Systemic lupus erythematosus (SLE) is a heterogeneous autoimmune disease characterized by chronic inflammation that potentially leads to organ damage. Severe manifestations make the management of SLE difficult and challenging. Nonsteroidal antiinflammatory drugs (NSAIDs), antimalarial drugs, glucocorticoids, immunosuppressive and citotoxic agents are the mainstays of treatment. Unfortunately, these agents are related to a vast toxicity.
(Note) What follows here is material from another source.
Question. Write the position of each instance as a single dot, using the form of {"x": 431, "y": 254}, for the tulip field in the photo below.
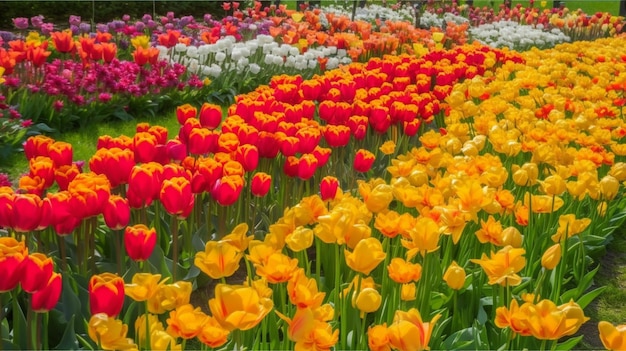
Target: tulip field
{"x": 387, "y": 177}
For an amount of patients, these approaches arent enough to achieve disease activity control, especially in those with cytopenia, nephritis and neuropsychiatric lupus. For these cases, Rituximab (RTX) – a chimeric mouse/human monoclonal antibody specific for human CD20 B-cell – has been widely prescribed. It is known that B-cells have a central role in SLE pathogenesis, being precursors of plasma cells production autoantibodies, precipitating inflammation by producing cytokines, activation T-cells by presentation of self-antigens, and regulating T-cells activity via co-stimulatory molecules. Although the clinical trials of RTX in SLE had controversial results, RTX seems to be a valuable option as an off-label drug for refractory patients.